Vivo asomada a una plaza, aunque desde mi ventana (a mi espalda mientras escribo) solo llegue a ver las plantas del repecho y las terrazas de la casa de enfrente, demasiado próximas, desventajas de las angostas calles del centro de Madrid. (Por cierto, ¿no os parece que la palabra "angosta" es demasiado abierta para denominar algo estrecho?).
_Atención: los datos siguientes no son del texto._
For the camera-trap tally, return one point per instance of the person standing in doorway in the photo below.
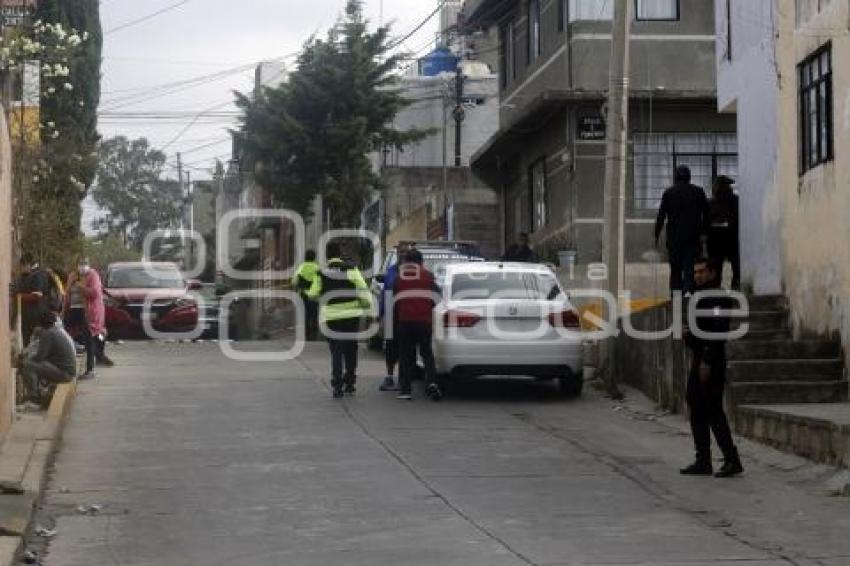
(302, 282)
(684, 209)
(344, 302)
(521, 251)
(414, 290)
(707, 378)
(723, 232)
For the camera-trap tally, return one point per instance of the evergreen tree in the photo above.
(314, 134)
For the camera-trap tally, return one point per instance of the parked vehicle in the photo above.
(129, 285)
(437, 255)
(507, 319)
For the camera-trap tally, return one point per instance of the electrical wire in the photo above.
(143, 19)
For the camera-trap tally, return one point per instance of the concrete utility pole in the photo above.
(617, 136)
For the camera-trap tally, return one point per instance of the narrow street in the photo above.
(199, 460)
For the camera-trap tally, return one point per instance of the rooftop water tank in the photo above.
(441, 60)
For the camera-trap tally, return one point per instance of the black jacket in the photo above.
(685, 210)
(710, 352)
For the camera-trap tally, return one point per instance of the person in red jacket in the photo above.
(414, 307)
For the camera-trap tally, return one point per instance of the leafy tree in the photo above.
(131, 189)
(73, 155)
(313, 135)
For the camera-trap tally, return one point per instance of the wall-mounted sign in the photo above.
(591, 127)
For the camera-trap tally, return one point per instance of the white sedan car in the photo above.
(507, 319)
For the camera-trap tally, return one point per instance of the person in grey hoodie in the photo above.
(53, 358)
Pero, desde que he regresado a esta ciudad, Olavide ha sido mi casa, donde recalo en algún momento todos los días, el lugar al que se han enredado mis afectos.
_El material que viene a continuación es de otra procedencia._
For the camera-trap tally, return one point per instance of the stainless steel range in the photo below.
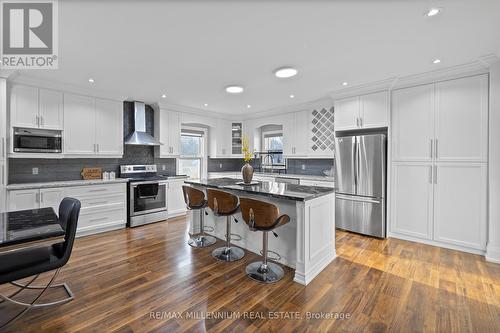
(147, 194)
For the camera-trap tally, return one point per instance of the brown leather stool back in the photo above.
(222, 203)
(194, 198)
(260, 215)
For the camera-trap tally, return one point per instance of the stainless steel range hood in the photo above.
(139, 136)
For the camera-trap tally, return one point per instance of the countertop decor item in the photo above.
(247, 169)
(91, 173)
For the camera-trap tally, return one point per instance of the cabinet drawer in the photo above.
(96, 190)
(101, 217)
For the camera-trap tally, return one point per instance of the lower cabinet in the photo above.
(175, 198)
(440, 202)
(103, 207)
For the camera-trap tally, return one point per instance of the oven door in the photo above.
(147, 197)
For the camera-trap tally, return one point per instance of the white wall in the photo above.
(493, 246)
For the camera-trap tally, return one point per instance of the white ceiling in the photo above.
(190, 50)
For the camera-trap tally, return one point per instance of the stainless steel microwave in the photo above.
(27, 140)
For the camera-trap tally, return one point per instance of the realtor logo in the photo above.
(29, 34)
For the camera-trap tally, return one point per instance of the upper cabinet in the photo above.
(36, 108)
(446, 121)
(360, 112)
(92, 126)
(168, 132)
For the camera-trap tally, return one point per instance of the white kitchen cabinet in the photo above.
(460, 204)
(79, 125)
(347, 114)
(24, 106)
(175, 198)
(168, 132)
(413, 123)
(296, 135)
(51, 109)
(412, 199)
(109, 127)
(36, 108)
(462, 119)
(361, 112)
(24, 199)
(374, 110)
(220, 139)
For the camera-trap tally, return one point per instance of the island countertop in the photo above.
(270, 189)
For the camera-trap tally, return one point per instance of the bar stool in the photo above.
(225, 204)
(195, 200)
(265, 217)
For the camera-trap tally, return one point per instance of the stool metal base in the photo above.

Salvo algunas excepciones, las casas que circundan la plaza no son especialmente bonitas, no tienen  el empaque ni el estilo de sus vecinas, al sur de la calle Santa Engracia. Muchas de las más antiguas han sido sustituidas por nuevas construcciones carentes de personalidad, pero el conjunto tiene un enorme encanto. Aires de barrio que sobrevive a toda costa, que se reinventa, acogedor, multirracial, sucio y castizo.













(Se me acaba de quemar el almuerzo. Distraída hablándoos de mi plaza, ha llegado hasta mí un inconfundible tufo desde la cocina y me he encontrado carbonizadas las verduras. En vista del éxito, me he servido una copa de vino).
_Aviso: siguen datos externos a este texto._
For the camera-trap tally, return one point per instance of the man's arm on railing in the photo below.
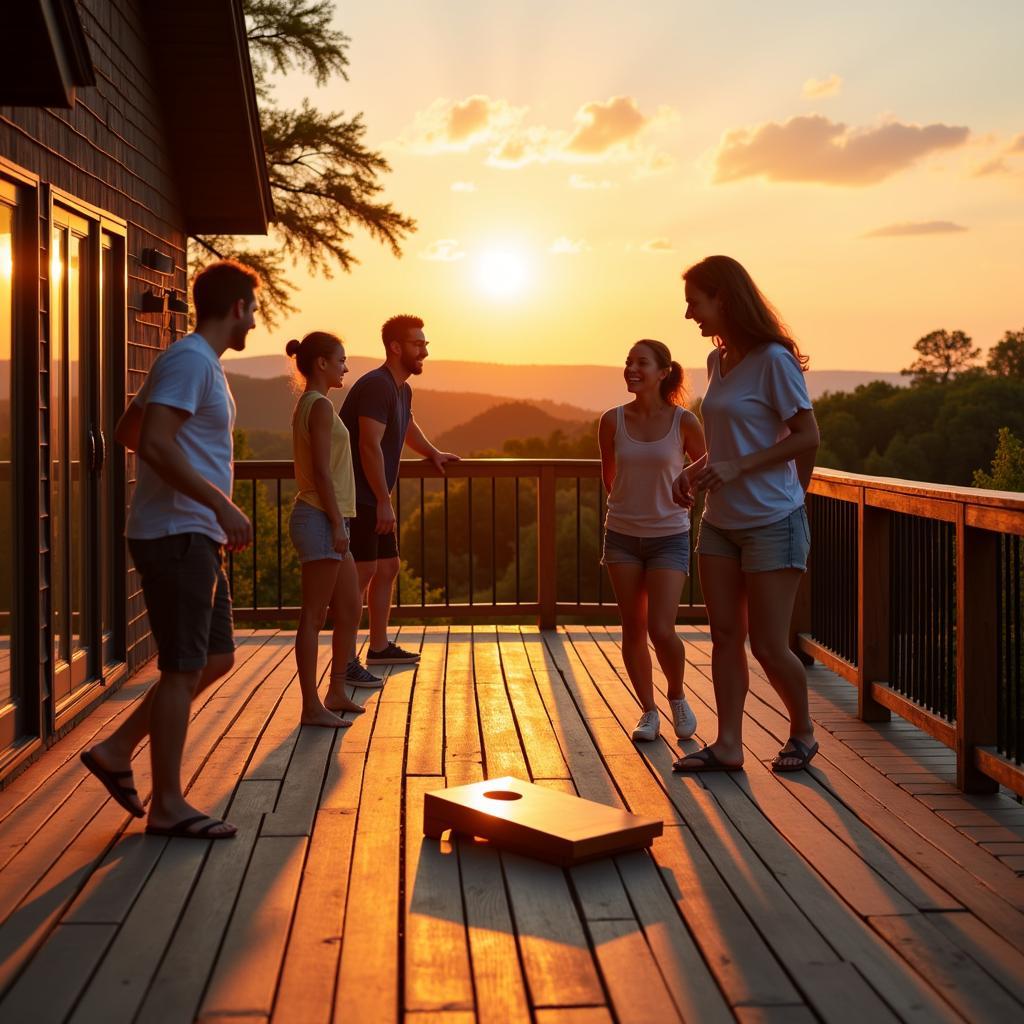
(417, 440)
(372, 460)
Pequeños comercios, establecimientos de toda la vida. Desde que mi nieto comenzó a caminar le he comprado zapatos en Cantero. Los dependientes le han visto crecer y le hacen fiestas cuando vamos a por un nuevo par de zapatillas de deportes (suelo dejar las viejas en la tienda con destino a la basura): los barrios son el antídoto perfecto a la despersonalización de las grandes ciudades. Propicio que mi nieto establezca lazos afectivos con  personas y lugares de su infancia: quizás me esté proyectando en él.













Niños, ancianos... En cuanto llega el verano y suben las temperaturas Olavide se convierte en el hogar de un sin fin de mendigos que dormitan en los bancos y hacen sus necesidades por los rincones, con lo que ello supone para la mínima higiene exigida a un lugar destinado principalmente a los niños. La alcaldesa por la gracia de Aznar se lava las manos: en La Moraleja no ocurren estas cosas. !Qué difícil resulta  hallar algo no contaminado por la gestión  criminal de este personal¡ Un resquicio limpio donde plantar algo de esperanza.